Tokyo is still behind its goal of securing 7,000 beds for COVID-19 patients, the metropolitan government said Thursday, as the medical system remains strained due to a surge of coronavirus cases amid the spread of the highly contagious Delta variant.

The capital has newly added 150 beds since asking Tokyo hospitals to secure beds and accept as many COVID-19 patients as possible in late August, bringing the total capacity to 6,117 beds.

The metropolitan government made the first such request together with the health ministry on Aug. 23 as an alarming rise of infections outstripped the capital's health care system.

Tokyo Gov. Yuriko Koike speaks to reporters at the metropolitan government headquarters on Sept. 2, 2021. (Kyodo)

Meanwhile, Japan for the first time confirmed two cases of the new Mu variant of the coronavirus, the health ministry said Wednesday.
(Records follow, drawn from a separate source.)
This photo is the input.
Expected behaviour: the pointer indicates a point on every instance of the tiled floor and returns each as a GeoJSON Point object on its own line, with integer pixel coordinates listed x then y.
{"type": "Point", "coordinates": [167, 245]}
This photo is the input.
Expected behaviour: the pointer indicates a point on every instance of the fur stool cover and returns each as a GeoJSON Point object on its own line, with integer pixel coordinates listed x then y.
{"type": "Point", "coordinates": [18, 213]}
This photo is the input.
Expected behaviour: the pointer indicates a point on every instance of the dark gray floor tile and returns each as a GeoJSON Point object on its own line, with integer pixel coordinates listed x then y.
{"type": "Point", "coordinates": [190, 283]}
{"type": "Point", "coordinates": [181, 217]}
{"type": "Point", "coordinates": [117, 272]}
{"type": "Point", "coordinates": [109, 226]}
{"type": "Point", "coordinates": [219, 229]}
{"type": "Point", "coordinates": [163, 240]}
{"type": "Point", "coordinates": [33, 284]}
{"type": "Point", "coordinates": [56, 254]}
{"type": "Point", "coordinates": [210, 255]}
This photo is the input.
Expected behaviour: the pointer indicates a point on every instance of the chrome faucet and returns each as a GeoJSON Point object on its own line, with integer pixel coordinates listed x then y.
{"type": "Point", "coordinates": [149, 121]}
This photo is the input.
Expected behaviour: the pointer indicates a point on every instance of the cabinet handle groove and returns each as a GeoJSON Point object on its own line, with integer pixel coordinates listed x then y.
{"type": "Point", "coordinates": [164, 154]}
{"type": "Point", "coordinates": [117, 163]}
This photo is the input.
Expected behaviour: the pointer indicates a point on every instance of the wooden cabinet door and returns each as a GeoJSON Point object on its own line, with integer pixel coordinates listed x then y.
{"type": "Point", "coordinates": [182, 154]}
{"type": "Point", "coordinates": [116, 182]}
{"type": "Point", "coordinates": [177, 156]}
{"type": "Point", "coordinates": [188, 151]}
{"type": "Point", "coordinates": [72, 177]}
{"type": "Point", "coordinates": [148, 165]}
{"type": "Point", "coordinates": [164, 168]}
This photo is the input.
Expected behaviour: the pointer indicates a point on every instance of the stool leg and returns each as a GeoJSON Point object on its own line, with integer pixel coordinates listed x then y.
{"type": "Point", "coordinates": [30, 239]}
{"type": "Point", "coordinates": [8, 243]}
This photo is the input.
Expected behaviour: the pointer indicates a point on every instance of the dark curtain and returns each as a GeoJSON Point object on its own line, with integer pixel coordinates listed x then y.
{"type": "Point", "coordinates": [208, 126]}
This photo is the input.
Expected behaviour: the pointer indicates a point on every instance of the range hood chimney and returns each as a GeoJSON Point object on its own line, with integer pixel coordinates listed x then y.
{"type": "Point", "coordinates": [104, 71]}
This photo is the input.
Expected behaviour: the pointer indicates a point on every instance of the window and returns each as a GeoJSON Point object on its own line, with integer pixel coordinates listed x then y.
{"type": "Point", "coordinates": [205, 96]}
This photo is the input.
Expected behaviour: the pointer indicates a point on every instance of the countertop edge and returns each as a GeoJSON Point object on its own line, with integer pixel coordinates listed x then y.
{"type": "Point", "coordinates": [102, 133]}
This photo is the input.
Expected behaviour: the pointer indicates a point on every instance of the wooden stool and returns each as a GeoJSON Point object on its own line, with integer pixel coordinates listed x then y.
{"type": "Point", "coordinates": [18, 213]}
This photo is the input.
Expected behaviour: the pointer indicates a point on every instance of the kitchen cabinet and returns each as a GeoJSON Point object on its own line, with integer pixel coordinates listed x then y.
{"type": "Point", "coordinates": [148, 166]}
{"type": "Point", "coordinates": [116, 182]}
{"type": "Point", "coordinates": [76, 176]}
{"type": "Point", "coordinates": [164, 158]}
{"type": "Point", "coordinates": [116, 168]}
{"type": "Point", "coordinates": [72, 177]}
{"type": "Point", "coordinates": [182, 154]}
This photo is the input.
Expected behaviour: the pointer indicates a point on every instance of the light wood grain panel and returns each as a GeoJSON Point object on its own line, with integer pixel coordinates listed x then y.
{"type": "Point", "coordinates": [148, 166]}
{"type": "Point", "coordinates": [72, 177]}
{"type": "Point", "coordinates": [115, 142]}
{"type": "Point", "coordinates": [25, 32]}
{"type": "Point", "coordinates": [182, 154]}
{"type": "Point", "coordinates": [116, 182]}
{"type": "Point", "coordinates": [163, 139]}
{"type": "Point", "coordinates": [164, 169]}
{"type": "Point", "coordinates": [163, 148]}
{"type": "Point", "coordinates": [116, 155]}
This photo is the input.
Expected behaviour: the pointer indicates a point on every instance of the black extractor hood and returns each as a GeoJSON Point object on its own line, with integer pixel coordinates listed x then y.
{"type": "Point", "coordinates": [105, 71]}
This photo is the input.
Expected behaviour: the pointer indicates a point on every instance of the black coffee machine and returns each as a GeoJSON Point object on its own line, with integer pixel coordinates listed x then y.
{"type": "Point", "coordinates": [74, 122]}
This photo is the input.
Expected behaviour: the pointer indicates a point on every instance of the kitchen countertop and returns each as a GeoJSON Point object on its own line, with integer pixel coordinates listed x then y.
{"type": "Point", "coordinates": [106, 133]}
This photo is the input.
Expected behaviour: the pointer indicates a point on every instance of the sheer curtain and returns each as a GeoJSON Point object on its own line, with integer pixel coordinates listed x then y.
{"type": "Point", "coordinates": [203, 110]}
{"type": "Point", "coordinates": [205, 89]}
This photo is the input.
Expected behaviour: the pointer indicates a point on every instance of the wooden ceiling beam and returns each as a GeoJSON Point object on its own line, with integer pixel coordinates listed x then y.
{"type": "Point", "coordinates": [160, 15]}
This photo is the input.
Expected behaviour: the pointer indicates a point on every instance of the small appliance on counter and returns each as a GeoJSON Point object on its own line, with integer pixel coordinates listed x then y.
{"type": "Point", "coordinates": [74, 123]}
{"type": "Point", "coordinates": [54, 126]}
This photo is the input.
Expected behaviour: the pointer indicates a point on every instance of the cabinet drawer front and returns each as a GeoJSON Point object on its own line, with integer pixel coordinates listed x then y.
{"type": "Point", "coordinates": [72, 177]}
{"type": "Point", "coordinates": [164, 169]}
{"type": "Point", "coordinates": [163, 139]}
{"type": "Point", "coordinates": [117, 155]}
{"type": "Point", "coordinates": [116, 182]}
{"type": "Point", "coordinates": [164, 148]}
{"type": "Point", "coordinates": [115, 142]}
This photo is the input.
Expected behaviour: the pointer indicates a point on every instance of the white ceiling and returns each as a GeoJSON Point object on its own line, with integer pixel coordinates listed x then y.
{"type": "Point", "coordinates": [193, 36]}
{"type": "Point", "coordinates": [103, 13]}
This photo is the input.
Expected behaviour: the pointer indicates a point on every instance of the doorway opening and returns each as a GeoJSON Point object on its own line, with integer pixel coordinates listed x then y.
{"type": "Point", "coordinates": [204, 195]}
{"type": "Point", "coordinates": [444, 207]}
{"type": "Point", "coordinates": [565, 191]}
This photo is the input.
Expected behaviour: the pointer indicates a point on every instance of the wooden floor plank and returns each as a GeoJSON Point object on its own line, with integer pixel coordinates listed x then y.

Both of the two women infected with the variant first detected in Columbia were asymptomatic.

The World Health Organization designated the Mu variant as a variant of interest in late August.

The two were found to carrying the variant during screenings at Narita airport near Tokyo in June and July, the ministry said.

One of the women is in her 40s and had previously been to the United Arab Emirates before arriving at the airport on June 26. The other is in her 50s and had traveled to Britain before coming to Narita on July 5.